Why does it cost so much to adopt? The answer, I have found, is not simple. Depending on the type of adoption, and not including the cost of raising a child, the price tag is anywhere from zero to $30,000 and up. There is also a tax credit for adopting, as well as assistance offered by some employers to reimburse a portion of the cost.
Waiting Child Adoption
Adoptions of children currently in foster care are commonly referred to as waiting child adoptions. Agencies are government social work offices rather than "adoption agencies" per se. Available children may be infants, toddlers, preschoolers, and schoolage, and almost all of them are classified as having some special needs ("special needs" meaning anything from emotional disturbance to physical or developmental impairment). Waiting child adoptions may be paid for in part or in full by the government under what is called Title IV adoption assistance. For more information, search the U.S. government Web site or check out http://nefe.org/adoption/adopt.pgs/expb.html.
Domestic Private Adoption
There are hundreds, if not thousands, of private adoption agencies in the United States. Some are affiliated with religious groups and charity organizations, and many these days specialize in open adoption. You can search your state's yellow pages or look for a book such as The Adoption Option Complete Handbook, by Christine Adamec, which is updated annually and includes a list of adoption agencies nationwide.

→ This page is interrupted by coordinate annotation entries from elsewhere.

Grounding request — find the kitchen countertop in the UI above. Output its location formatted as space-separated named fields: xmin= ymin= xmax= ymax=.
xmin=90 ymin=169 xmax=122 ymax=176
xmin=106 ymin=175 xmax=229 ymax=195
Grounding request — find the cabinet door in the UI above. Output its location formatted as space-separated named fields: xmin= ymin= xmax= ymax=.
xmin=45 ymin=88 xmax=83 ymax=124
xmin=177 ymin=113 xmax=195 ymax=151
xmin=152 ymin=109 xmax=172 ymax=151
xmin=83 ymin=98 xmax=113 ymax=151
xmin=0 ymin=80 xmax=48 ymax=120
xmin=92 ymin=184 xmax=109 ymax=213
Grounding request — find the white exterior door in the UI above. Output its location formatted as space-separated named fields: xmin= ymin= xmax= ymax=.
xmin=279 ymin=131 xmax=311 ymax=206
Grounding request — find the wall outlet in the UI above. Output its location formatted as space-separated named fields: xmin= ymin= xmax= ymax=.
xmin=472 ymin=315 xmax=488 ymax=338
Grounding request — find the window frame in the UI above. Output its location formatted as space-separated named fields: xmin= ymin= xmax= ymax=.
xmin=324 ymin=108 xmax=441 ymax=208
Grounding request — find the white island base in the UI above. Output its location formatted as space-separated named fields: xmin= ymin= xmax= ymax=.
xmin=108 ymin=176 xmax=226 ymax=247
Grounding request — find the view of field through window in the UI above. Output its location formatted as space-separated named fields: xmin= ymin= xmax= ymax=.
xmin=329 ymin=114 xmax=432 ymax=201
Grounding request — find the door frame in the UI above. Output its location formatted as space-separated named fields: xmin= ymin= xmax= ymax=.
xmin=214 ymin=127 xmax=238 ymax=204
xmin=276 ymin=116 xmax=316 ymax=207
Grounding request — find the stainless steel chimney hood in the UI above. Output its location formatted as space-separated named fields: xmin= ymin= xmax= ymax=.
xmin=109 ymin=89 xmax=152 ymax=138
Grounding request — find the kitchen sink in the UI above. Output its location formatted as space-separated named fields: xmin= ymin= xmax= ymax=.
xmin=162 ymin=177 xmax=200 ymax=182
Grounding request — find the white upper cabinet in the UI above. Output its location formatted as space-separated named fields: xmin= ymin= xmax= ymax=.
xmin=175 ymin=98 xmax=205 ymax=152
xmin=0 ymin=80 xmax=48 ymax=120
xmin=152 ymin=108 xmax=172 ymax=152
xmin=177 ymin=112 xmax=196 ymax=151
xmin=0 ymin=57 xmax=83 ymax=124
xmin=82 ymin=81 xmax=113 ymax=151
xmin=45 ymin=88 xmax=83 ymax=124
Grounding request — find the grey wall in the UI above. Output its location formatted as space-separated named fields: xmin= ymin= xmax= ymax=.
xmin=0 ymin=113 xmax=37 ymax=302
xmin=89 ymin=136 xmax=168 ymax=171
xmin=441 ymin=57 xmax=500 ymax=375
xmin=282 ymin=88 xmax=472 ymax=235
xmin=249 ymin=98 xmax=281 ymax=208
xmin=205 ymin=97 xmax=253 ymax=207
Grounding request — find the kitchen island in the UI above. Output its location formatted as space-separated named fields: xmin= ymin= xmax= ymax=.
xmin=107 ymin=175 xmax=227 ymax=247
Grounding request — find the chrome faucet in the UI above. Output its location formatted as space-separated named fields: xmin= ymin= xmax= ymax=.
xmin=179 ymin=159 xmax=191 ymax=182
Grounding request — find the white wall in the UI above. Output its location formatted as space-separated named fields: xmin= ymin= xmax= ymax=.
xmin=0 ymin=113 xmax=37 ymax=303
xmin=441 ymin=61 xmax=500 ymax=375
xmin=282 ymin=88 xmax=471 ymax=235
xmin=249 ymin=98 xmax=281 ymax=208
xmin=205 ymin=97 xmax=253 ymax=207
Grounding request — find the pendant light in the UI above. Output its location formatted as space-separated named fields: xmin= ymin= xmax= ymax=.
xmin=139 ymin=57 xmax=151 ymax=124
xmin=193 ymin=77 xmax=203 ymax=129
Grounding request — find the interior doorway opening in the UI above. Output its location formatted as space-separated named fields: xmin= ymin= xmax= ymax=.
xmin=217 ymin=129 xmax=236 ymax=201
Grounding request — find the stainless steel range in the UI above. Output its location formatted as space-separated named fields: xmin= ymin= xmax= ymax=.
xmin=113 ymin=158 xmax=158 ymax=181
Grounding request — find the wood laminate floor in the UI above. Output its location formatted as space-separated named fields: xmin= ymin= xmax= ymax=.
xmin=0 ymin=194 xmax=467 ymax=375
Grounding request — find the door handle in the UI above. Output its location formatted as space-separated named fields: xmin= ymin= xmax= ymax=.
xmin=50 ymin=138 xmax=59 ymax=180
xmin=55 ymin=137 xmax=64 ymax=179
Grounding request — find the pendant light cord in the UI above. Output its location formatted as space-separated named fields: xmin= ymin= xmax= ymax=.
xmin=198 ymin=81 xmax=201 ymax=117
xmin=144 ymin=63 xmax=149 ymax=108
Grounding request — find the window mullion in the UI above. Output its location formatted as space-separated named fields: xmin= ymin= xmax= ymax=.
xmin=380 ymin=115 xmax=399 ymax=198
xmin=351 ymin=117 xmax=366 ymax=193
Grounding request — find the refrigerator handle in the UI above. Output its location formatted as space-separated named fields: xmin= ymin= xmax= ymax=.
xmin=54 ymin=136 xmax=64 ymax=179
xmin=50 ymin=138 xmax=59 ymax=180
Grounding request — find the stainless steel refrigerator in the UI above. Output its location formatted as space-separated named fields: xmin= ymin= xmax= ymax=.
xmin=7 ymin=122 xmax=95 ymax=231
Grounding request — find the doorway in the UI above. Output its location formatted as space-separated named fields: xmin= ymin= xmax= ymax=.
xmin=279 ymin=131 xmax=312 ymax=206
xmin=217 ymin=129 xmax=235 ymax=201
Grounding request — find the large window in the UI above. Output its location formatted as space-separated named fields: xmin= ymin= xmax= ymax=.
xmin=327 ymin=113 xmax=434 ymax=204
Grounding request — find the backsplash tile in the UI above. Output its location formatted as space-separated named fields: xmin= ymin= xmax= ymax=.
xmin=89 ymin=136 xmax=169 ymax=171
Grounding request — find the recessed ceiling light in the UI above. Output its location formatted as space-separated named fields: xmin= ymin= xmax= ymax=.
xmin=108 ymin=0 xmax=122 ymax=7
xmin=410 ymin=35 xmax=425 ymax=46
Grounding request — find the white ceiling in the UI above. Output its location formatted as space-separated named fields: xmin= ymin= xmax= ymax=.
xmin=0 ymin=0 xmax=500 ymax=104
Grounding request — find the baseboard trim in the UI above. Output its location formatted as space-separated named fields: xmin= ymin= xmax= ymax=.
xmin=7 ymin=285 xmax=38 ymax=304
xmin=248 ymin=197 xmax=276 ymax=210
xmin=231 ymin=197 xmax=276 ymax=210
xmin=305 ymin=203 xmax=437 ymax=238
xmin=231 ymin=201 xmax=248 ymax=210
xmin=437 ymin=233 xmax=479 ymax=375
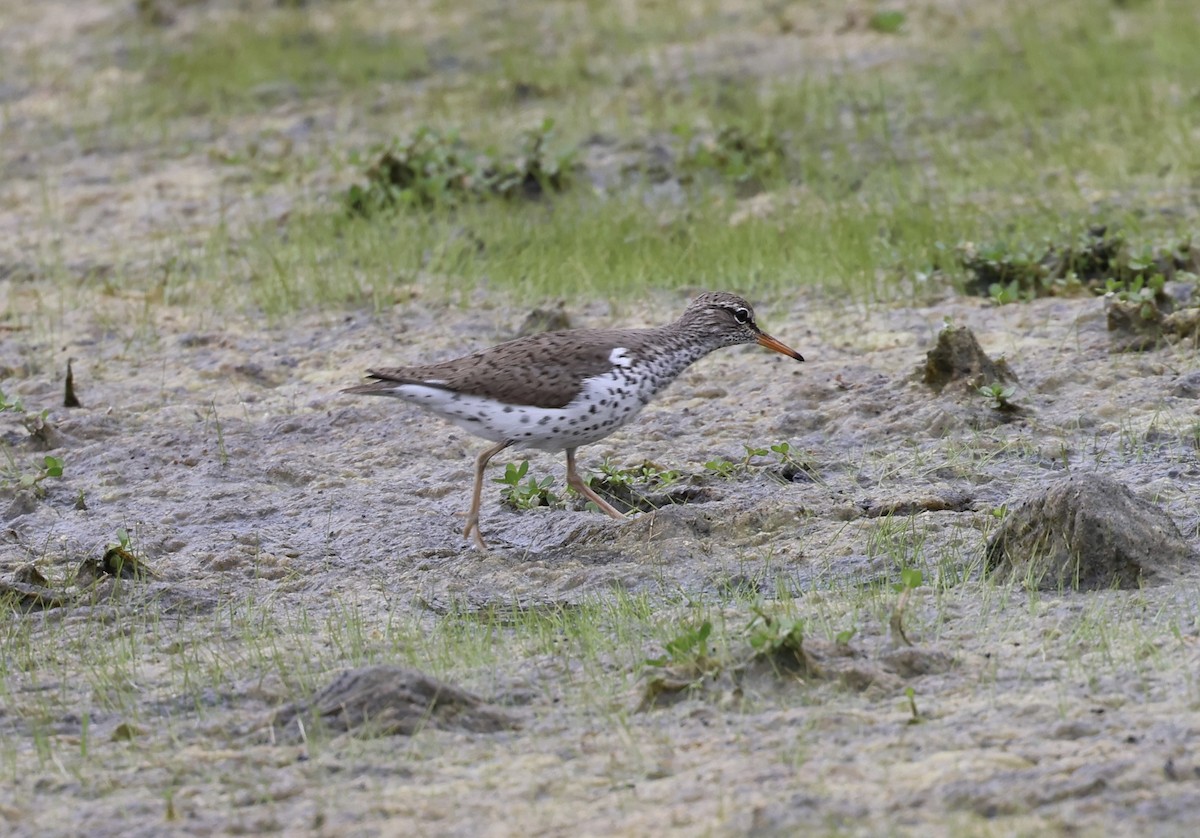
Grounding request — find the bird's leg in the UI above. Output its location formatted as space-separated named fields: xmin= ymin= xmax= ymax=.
xmin=566 ymin=448 xmax=625 ymax=521
xmin=462 ymin=439 xmax=512 ymax=551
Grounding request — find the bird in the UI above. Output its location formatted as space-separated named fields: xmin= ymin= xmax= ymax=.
xmin=343 ymin=292 xmax=804 ymax=551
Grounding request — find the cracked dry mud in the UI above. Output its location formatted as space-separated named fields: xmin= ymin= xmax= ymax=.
xmin=0 ymin=1 xmax=1200 ymax=836
xmin=0 ymin=285 xmax=1200 ymax=833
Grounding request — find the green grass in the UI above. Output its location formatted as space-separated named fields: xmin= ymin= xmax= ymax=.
xmin=125 ymin=10 xmax=430 ymax=119
xmin=100 ymin=1 xmax=1200 ymax=315
xmin=7 ymin=0 xmax=1200 ymax=317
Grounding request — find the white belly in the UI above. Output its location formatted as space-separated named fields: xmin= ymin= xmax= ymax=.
xmin=389 ymin=370 xmax=654 ymax=451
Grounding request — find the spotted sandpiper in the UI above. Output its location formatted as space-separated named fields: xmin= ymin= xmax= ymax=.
xmin=344 ymin=292 xmax=804 ymax=550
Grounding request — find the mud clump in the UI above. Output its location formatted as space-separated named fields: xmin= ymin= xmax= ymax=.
xmin=271 ymin=666 xmax=520 ymax=737
xmin=924 ymin=327 xmax=1016 ymax=393
xmin=986 ymin=473 xmax=1196 ymax=591
xmin=1108 ymin=296 xmax=1163 ymax=352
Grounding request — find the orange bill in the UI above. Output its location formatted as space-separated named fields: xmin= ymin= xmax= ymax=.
xmin=758 ymin=331 xmax=804 ymax=361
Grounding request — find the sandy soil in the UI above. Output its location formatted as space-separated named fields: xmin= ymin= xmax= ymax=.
xmin=0 ymin=4 xmax=1200 ymax=836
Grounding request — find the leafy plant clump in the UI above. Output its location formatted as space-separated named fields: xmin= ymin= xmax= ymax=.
xmin=704 ymin=442 xmax=821 ymax=483
xmin=955 ymin=226 xmax=1200 ymax=304
xmin=343 ymin=119 xmax=576 ymax=217
xmin=492 ymin=460 xmax=559 ymax=510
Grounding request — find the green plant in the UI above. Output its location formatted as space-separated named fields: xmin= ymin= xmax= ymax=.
xmin=492 ymin=460 xmax=559 ymax=510
xmin=977 ymin=382 xmax=1019 ymax=412
xmin=1104 ymin=271 xmax=1166 ymax=321
xmin=0 ymin=390 xmax=64 ymax=497
xmin=888 ymin=568 xmax=925 ymax=646
xmin=704 ymin=457 xmax=738 ymax=480
xmin=988 ymin=280 xmax=1021 ymax=305
xmin=746 ymin=606 xmax=804 ymax=659
xmin=342 ymin=119 xmax=575 ymax=217
xmin=643 ymin=619 xmax=719 ymax=674
xmin=673 ymin=125 xmax=788 ymax=188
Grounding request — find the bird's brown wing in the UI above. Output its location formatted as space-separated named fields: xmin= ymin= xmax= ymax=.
xmin=346 ymin=329 xmax=632 ymax=407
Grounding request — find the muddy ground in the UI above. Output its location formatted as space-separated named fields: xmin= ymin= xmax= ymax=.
xmin=0 ymin=4 xmax=1200 ymax=836
xmin=2 ymin=282 xmax=1200 ymax=834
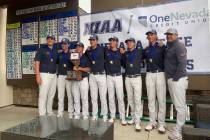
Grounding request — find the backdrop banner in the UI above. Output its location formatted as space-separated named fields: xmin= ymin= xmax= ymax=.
xmin=80 ymin=0 xmax=210 ymax=74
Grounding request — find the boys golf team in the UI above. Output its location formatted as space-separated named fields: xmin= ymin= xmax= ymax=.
xmin=35 ymin=28 xmax=188 ymax=140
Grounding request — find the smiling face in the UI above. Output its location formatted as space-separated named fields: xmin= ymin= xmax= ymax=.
xmin=127 ymin=41 xmax=136 ymax=50
xmin=90 ymin=39 xmax=98 ymax=47
xmin=76 ymin=45 xmax=84 ymax=54
xmin=109 ymin=39 xmax=118 ymax=49
xmin=166 ymin=34 xmax=178 ymax=42
xmin=147 ymin=33 xmax=157 ymax=43
xmin=47 ymin=38 xmax=55 ymax=46
xmin=62 ymin=43 xmax=69 ymax=51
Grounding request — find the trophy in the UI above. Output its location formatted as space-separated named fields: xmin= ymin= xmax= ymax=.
xmin=66 ymin=52 xmax=82 ymax=81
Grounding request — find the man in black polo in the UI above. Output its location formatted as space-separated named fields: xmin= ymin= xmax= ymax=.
xmin=164 ymin=28 xmax=188 ymax=140
xmin=34 ymin=35 xmax=57 ymax=116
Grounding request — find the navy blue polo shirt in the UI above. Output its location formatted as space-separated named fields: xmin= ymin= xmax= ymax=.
xmin=86 ymin=45 xmax=105 ymax=72
xmin=58 ymin=52 xmax=73 ymax=75
xmin=34 ymin=45 xmax=58 ymax=74
xmin=105 ymin=49 xmax=122 ymax=74
xmin=79 ymin=55 xmax=90 ymax=78
xmin=144 ymin=42 xmax=165 ymax=72
xmin=124 ymin=48 xmax=142 ymax=75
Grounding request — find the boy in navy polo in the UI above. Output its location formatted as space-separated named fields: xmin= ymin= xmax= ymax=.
xmin=105 ymin=36 xmax=127 ymax=125
xmin=57 ymin=38 xmax=74 ymax=118
xmin=72 ymin=42 xmax=90 ymax=120
xmin=86 ymin=35 xmax=108 ymax=121
xmin=125 ymin=38 xmax=142 ymax=131
xmin=144 ymin=30 xmax=166 ymax=134
xmin=34 ymin=35 xmax=57 ymax=116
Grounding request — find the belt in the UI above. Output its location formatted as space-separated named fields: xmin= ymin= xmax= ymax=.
xmin=91 ymin=71 xmax=105 ymax=75
xmin=107 ymin=73 xmax=122 ymax=76
xmin=147 ymin=70 xmax=163 ymax=73
xmin=126 ymin=74 xmax=141 ymax=78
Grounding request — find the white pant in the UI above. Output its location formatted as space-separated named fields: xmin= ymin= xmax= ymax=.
xmin=89 ymin=74 xmax=108 ymax=117
xmin=168 ymin=77 xmax=188 ymax=132
xmin=107 ymin=75 xmax=125 ymax=119
xmin=125 ymin=76 xmax=142 ymax=123
xmin=72 ymin=77 xmax=89 ymax=117
xmin=146 ymin=72 xmax=166 ymax=125
xmin=58 ymin=75 xmax=74 ymax=115
xmin=38 ymin=73 xmax=57 ymax=116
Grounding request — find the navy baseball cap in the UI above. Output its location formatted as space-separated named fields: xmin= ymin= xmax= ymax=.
xmin=46 ymin=35 xmax=55 ymax=40
xmin=125 ymin=37 xmax=136 ymax=43
xmin=109 ymin=36 xmax=119 ymax=42
xmin=89 ymin=35 xmax=98 ymax=40
xmin=146 ymin=29 xmax=157 ymax=35
xmin=76 ymin=42 xmax=84 ymax=48
xmin=61 ymin=38 xmax=70 ymax=44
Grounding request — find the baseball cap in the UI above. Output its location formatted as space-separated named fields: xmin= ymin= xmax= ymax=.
xmin=76 ymin=42 xmax=84 ymax=48
xmin=164 ymin=28 xmax=178 ymax=35
xmin=125 ymin=37 xmax=136 ymax=43
xmin=46 ymin=35 xmax=55 ymax=40
xmin=89 ymin=35 xmax=98 ymax=40
xmin=61 ymin=38 xmax=70 ymax=44
xmin=109 ymin=36 xmax=119 ymax=42
xmin=146 ymin=29 xmax=157 ymax=35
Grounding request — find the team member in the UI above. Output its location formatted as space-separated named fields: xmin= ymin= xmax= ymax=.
xmin=86 ymin=35 xmax=108 ymax=121
xmin=144 ymin=30 xmax=166 ymax=133
xmin=72 ymin=42 xmax=90 ymax=120
xmin=34 ymin=35 xmax=58 ymax=116
xmin=164 ymin=28 xmax=188 ymax=140
xmin=125 ymin=38 xmax=142 ymax=131
xmin=105 ymin=37 xmax=127 ymax=125
xmin=57 ymin=38 xmax=74 ymax=118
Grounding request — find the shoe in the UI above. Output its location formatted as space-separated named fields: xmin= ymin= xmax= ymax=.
xmin=109 ymin=118 xmax=114 ymax=123
xmin=92 ymin=116 xmax=98 ymax=121
xmin=158 ymin=125 xmax=166 ymax=134
xmin=47 ymin=112 xmax=56 ymax=117
xmin=121 ymin=119 xmax=128 ymax=126
xmin=69 ymin=114 xmax=73 ymax=119
xmin=83 ymin=116 xmax=88 ymax=120
xmin=57 ymin=114 xmax=63 ymax=118
xmin=145 ymin=123 xmax=156 ymax=131
xmin=103 ymin=116 xmax=107 ymax=122
xmin=135 ymin=123 xmax=141 ymax=132
xmin=128 ymin=119 xmax=134 ymax=125
xmin=74 ymin=116 xmax=80 ymax=120
xmin=168 ymin=131 xmax=182 ymax=140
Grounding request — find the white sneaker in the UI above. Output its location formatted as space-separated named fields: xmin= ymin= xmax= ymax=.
xmin=74 ymin=116 xmax=80 ymax=120
xmin=103 ymin=116 xmax=108 ymax=122
xmin=145 ymin=123 xmax=156 ymax=131
xmin=109 ymin=118 xmax=114 ymax=123
xmin=121 ymin=119 xmax=128 ymax=126
xmin=168 ymin=131 xmax=182 ymax=140
xmin=69 ymin=114 xmax=73 ymax=119
xmin=47 ymin=112 xmax=56 ymax=117
xmin=91 ymin=116 xmax=98 ymax=121
xmin=128 ymin=119 xmax=134 ymax=125
xmin=57 ymin=114 xmax=63 ymax=118
xmin=83 ymin=116 xmax=88 ymax=120
xmin=158 ymin=125 xmax=166 ymax=134
xmin=135 ymin=123 xmax=141 ymax=132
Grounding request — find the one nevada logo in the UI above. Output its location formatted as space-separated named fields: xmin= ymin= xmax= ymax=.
xmin=138 ymin=16 xmax=148 ymax=27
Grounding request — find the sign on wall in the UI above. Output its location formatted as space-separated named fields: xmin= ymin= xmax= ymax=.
xmin=80 ymin=0 xmax=210 ymax=74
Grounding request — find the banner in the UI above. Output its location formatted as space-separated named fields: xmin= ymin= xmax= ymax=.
xmin=80 ymin=0 xmax=210 ymax=74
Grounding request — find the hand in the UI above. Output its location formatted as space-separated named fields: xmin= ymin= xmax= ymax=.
xmin=73 ymin=66 xmax=78 ymax=71
xmin=36 ymin=75 xmax=42 ymax=85
xmin=158 ymin=41 xmax=165 ymax=47
xmin=120 ymin=49 xmax=125 ymax=54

Costs vary depending on the agency, your particular situation, and even the birth mother's situation. Total cost can run from $4,000 • $30,000+. These figures include a variety of expenses: application to the agency's program, copies of paperwork, performing a homestudy, adoption classes for prospective parents, agency overhead and operation, supervision of adoption until finalized, birth parent counseling (usually life-long) and sometimes the birth mother's hospital expenses.
Some agencies offer a sliding scale, and some simply will not charge as much for the homestudy fee, classes, or application. For an excellent breakdown of fees, including information on typically low and high price ranges, see http://costs.adoption.com.
These are adoptions facilitated by a lawyer rather than an agency. Because the search process is not standardized as it is with an agency, and lawyer fees vary by the lawyer's experience and education, fees range from $8,000 • $30,000+. Expect to pay for legal fees, document processing, and the cost of advertisement to find a birth family and child.
Many couples would like to adopt internationally for a variety of reasons, but usually the sheer number of waiting children sways prospective parents to lean in this direction. International adoption, however, tends to cost more, ranging from about $7,000 - $30,000+. In addition to the processing costs of domestic adoption, international adoption requires collaboration from a second agency in the child's home country. You can expect to pay more overhead costs, as well as dossier fees, court costs, and travel expenses to meet and pick up your child.
A tax credit is available to couples who adopt, and the credit is based on income, type of adoption (special needs adoptions may receive more credit), and whether employer assistance is available to you. If your adjusted gross income (AGI) is less than $152,390, you may be considered for the full credit of $10,160. You cannot receive any credit if your AGI is over $192,390. For more on these figures, check out H & R Block online and search under "adoption tax credit."
Out of Pocket Expenses
According to nefe.org, you should keep in mind that some adoption expenses are not included in the agency fees. For example, you may need to provide several copies of legal documents that may need notarization, photos of you and your family, time off from work for interviews and classes, childcare for your other children while you perform interviews or attend classes, and travel to and from the agency or your child's home country.
If you choose open adoption • and I hope you do • you will be in closer contact with the birth mother and may want to help with pregnancy-related expenses. It was a great help for me to receive this assistance. I had excellent health insurance that paid for all of my medical expenses, but when I received healthy food and maternity clothes from my daughter's adoptive parents, it could not have been more helpful and appreciated.